Oxygen storage/transport

PDB id: 2o5t

Contents

Protein chain

152 a.a. *

Ligands

SO4 ×2

COH

Waters ×147

* Residue conservation analysis

PDB id:

2o5t

Name:

Oxygen storage/transport

Title:

Cobalt horse heart myoglobin, oxidized

Structure:

Myoglobin. Chain: x

Source:

Equus caballus. Horse. Organism_taxid: 9796. Organ: heart

Resolution:

1.60Å R-factor: 0.195 R-free: 0.248

Authors:

G.B.Richter-Addo,Z.N.Zahran,L.Chooback,D.M.Copeland,A.H.West

Key ref:

Z.N.Zahran et al. (2008). Crystal structures of manganese- and cobalt-substituted myoglobin in complex with NO and nitrite reveal unusual ligand conformations. J Inorg Biochem, 102, 216-233. PubMed id: 17905436

Date:

06-Dec-06 Release date: 16-Oct-07

Protein chain

P68082  (MYG_HORSE) -  Myoglobin from Equus caballus

Seq: 154 a.a.

Struc: 152 a.a.

J Inorg Biochem 102:216-233 (2008)

PubMed id: 17905436

Crystal structures of manganese- and cobalt-substituted myoglobin in complex with NO and nitrite reveal unusual ligand conformations.
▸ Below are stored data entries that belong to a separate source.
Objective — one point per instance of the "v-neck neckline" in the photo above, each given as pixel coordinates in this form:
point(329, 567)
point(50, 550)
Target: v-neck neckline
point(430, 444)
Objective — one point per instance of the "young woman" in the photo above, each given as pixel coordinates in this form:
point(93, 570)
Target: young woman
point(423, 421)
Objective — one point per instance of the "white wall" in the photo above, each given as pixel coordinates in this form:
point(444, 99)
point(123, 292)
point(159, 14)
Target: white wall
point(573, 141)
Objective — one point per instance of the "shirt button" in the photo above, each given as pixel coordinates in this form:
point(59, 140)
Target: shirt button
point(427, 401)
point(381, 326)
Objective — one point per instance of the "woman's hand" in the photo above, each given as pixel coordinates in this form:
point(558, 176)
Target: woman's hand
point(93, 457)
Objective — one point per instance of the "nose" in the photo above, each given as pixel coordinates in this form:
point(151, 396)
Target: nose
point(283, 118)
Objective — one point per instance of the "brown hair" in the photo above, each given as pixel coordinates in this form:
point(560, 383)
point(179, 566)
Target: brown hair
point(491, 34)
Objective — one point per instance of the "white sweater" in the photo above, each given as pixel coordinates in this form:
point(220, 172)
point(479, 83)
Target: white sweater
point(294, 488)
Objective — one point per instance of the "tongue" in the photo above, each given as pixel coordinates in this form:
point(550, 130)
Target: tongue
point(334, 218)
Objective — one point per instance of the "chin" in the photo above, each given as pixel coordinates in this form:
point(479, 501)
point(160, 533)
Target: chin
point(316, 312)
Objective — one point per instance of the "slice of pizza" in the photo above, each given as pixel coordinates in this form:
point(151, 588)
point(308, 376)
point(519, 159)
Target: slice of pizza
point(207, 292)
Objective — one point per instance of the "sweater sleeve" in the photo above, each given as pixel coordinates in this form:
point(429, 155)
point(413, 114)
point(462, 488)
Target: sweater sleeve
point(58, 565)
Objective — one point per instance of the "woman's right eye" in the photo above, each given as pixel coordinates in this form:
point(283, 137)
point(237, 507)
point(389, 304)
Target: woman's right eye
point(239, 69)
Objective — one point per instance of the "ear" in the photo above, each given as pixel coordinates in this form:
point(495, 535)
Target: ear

Z.N.Zahran, L.Chooback, D.M.Copeland, A.H.West, G.B.Richter-Addo.

ABSTRACT

Nitrite is now recognized as a storage pool of bioactive nitric oxide (NO). Hemoglobin (Hb) and myoglobin (Mb) convert, under certain conditions, nitrite to NO. This newly discovered nitrite reductase activity of Hb and Mb provides an attractive alternative to mammalian NO synthesis from the NO synthase pathway that requires dioxygen. We recently reported the X-ray crystal structure of the nitrite adduct of ferric horse heart Mb, and showed that the nitrite ligand binds in an unprecedented O-binding (nitrito) mode to the d(5) ferric center in Mb(III)(ONO) [D.M. Copeland, A. Soares, A.H. West, G.B. Richter-Addo, J. Inorg. Biochem. 100 (2006) 1413-1425]. We also showed that the distal pocket in Mb allows for different conformations of the NO ligand (120 degrees and 144 degrees ) in Mb(II)NO depending on the mode of preparation of the compound. In this article, we report the crystal structures of the nitrite and NO adducts of manganese-substituted hh Mb (a d(4) system) and of the nitrite adduct of cobalt-substituted hh Mb (a d(6) system). We show that the distal His64 residue directs the nitrite ligand towards the rare nitrito O-binding mode in Mn(III)Mb and Co(III)Mb. We also report that the distal pocket residues allow a stabilization of an unprecendented bent MnNO moiety in Mn(II)MbNO. These crystal structural data, when combined with the data for the aquo, methanol, and azide MnMb derivatives, provide information on the role of distal pocket residues in the observed binding modes of nitrite and NO ligands to wild-type and metal-substituted Mb.